The survey showed that 35% of parents were in favor of being able to say no to vaccines for measles, mumps, and rubella which was up from 23% three years ago prior to the Covid-19 pandemic – all common vaccines that have been recommended by doctors for decades. The survey also shows that 28% of adults nationwide are in favor of parents having a choice in whether to vaccinate their children for those illnesses. 

The major talking point around this argument is how it affects parents’ rights to choose one way or another what they believe is best for their children. According to US News,” Dr. Sean O’Leary, chairman of the American Academy of Pediatrics committee on infectious diseases, told the New York Times, “And when you frame it that simply, it’s very appealing to a certain segment of the population. But what about the right to have your children be safe in school from vaccine-preventable diseases?”

The survey that the Kaiser Family Foundation conducted was either filled out online or by phone, with 1,200 people participating between November 29th and December 8th this year as part of its COVID Vaccine Monitor program. The most glaring observation is that there is an obvious correlation between people’s opinion on this topic and their political affiliation.

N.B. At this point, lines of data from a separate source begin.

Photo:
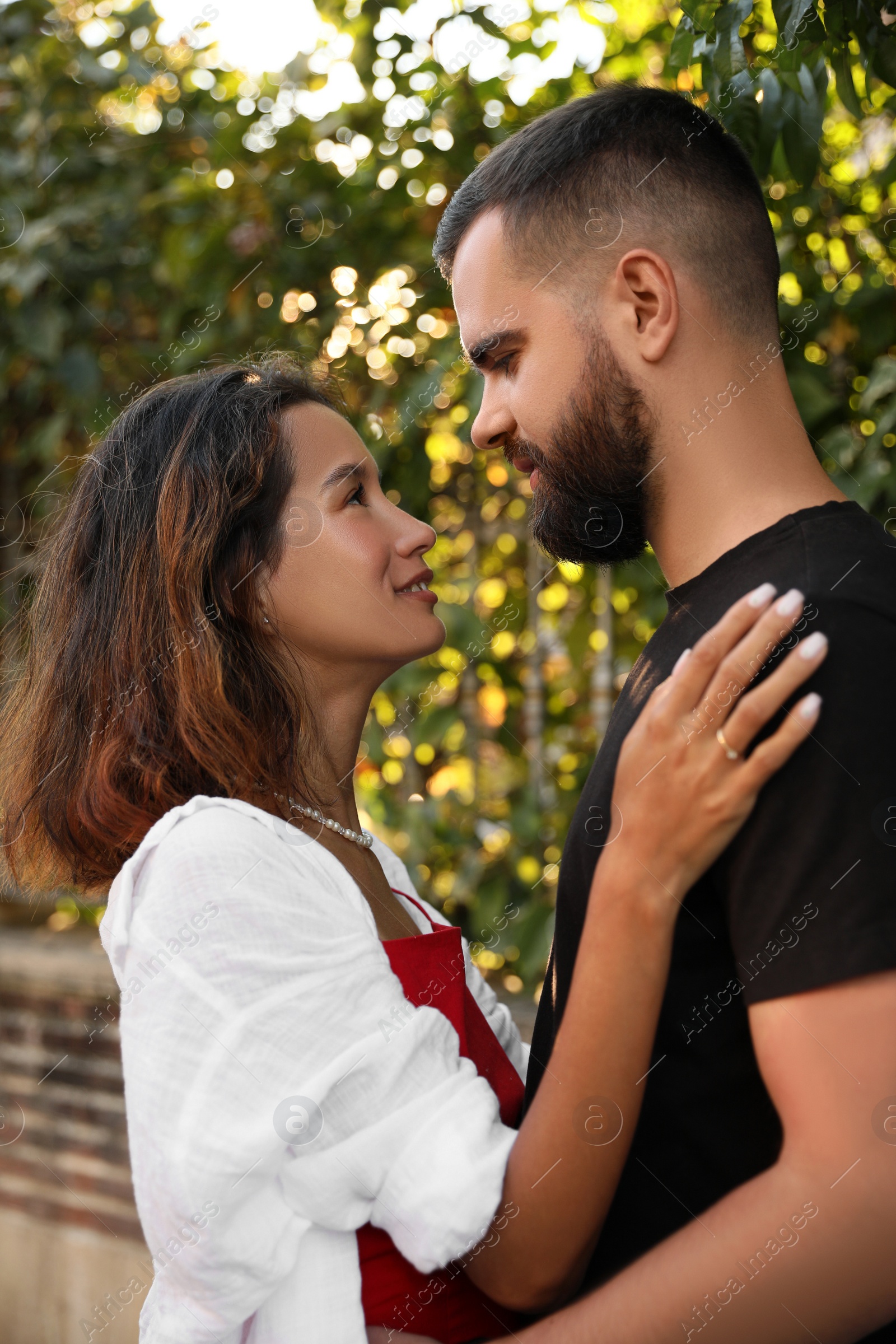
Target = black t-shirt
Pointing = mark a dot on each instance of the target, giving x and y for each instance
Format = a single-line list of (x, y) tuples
[(804, 897)]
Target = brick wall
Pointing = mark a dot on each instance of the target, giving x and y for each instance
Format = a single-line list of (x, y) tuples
[(69, 1234)]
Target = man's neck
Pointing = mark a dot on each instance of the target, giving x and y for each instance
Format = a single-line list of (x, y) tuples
[(731, 474)]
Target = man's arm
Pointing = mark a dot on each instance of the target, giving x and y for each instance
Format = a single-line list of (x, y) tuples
[(808, 1249)]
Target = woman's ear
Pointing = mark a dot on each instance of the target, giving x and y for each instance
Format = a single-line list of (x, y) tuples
[(644, 286)]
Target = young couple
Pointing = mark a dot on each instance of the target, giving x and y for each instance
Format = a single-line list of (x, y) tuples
[(707, 1135)]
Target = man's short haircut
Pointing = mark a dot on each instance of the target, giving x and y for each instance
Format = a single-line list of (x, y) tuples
[(641, 163)]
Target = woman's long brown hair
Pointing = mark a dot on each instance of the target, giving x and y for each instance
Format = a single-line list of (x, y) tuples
[(140, 675)]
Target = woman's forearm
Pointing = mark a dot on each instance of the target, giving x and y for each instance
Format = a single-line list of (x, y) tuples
[(566, 1163)]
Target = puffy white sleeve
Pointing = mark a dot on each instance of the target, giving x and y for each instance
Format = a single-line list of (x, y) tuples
[(269, 1092)]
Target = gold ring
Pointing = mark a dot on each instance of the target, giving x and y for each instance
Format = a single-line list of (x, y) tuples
[(730, 752)]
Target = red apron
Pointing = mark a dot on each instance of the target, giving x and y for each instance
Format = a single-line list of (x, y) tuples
[(445, 1304)]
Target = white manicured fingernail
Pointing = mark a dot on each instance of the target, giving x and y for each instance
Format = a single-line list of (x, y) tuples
[(814, 646), (682, 660), (790, 603), (762, 595)]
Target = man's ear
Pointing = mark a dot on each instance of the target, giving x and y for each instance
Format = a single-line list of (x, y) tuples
[(644, 288)]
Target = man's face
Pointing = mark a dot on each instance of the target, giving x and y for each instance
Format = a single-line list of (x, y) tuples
[(555, 400)]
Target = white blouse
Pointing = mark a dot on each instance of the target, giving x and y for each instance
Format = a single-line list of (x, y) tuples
[(281, 1092)]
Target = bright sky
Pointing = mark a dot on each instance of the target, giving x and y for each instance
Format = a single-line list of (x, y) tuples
[(268, 34), (262, 35)]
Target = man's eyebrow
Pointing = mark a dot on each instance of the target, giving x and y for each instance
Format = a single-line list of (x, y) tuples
[(488, 347), (342, 474)]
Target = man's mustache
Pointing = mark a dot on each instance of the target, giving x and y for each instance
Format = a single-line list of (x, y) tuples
[(524, 448)]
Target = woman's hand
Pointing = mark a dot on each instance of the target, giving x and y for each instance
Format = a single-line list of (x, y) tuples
[(682, 791), (679, 799)]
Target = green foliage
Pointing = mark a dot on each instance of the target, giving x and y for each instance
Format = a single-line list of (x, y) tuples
[(162, 210)]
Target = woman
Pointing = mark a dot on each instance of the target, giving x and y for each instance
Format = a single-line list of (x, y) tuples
[(320, 1088)]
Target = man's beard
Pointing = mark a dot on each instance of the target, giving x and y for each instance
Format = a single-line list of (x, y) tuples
[(589, 503)]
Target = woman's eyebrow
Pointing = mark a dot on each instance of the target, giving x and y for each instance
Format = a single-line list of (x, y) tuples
[(342, 474)]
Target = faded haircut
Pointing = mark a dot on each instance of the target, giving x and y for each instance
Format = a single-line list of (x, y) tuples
[(620, 169)]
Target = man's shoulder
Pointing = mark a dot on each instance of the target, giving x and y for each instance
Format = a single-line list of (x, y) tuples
[(851, 561)]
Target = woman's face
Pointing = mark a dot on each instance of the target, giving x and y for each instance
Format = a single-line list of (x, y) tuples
[(351, 585)]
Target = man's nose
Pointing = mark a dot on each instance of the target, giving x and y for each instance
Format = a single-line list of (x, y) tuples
[(493, 424)]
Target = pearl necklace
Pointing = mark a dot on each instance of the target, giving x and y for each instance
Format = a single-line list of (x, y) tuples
[(365, 839)]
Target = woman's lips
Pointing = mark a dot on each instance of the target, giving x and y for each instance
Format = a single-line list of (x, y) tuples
[(421, 596)]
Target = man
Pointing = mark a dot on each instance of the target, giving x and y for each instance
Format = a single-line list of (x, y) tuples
[(615, 280)]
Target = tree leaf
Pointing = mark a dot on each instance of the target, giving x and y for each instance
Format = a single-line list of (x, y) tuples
[(794, 19), (682, 45), (730, 57), (802, 127)]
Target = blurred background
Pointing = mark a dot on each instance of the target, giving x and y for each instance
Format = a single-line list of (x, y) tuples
[(194, 182)]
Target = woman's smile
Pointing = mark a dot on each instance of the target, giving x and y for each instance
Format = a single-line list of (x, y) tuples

The survey shows that 4 out of 10 respondents that identify as Republican or Republican-leaning independents oppose public school vaccination requirements which is double the prior survey results from 2019. On the other side of the political spectrum, respondents that identify as Democrats support the school vaccination mandates at an 88% rate which is up 2% from the prior survey. Both sides of the spectrum are moving even further apart in their views of this topic.

US News also reported, “About 85% of the public overall and 80% of parents said the benefits of MMR shots outweigh the risks. Even among respondents who said they were not vaccinated for COVID-19, about 70% said the benefits of childhood vaccines outweighed the risks.” When they looked at people that had been vaccinated and received boosters, only 22% of them had gone for the latest bivalent booster, which became available in September.  This booster will protect you from the original strain and some of the more contagious variants.

Some of the reasons given by vaccinated adults that are skeptical about getting it include, that 44% don’t think they need it, 37% say they don’t think the benefits are worth it, and 36% that they were just too busy.  Some other reasons given for not getting the bivalent booster were 23% previous bad side effects, 17% waiting to see case data in their area, and 12% waiting until they travel.

The commonality is that even though people have different reasons for not going back for another booster varies. What is obvious is that people have stopped going back in larger numbers than we were seeing during the height of the pandemic.

Out of the respondents in this survey, Republicans said that they don’t need the vaccine at 64% clip. Democrats were using the excuse that they were too busy to get the booster at a 51% rate.

Parental hesitation to the bivalent booster for their kids responded with 16% site their 12 to 17-year-olds have had prior shots, and 14% have gotten the booster for their 5 to 11-year-olds. This is all despite the fact that doctors are still recommending boosters to parents and children alike.

As this partisan disagreement continues to be a hot-button topic all around our nation and with the congressional majority shift from Democrat to Republican occurring at the start of 2023. We will see if lawmakers bring this topic up for debate for their constituents in the House and the Senate to examine the current laws that are on the books regarding mandatory vaccination for children in public schools.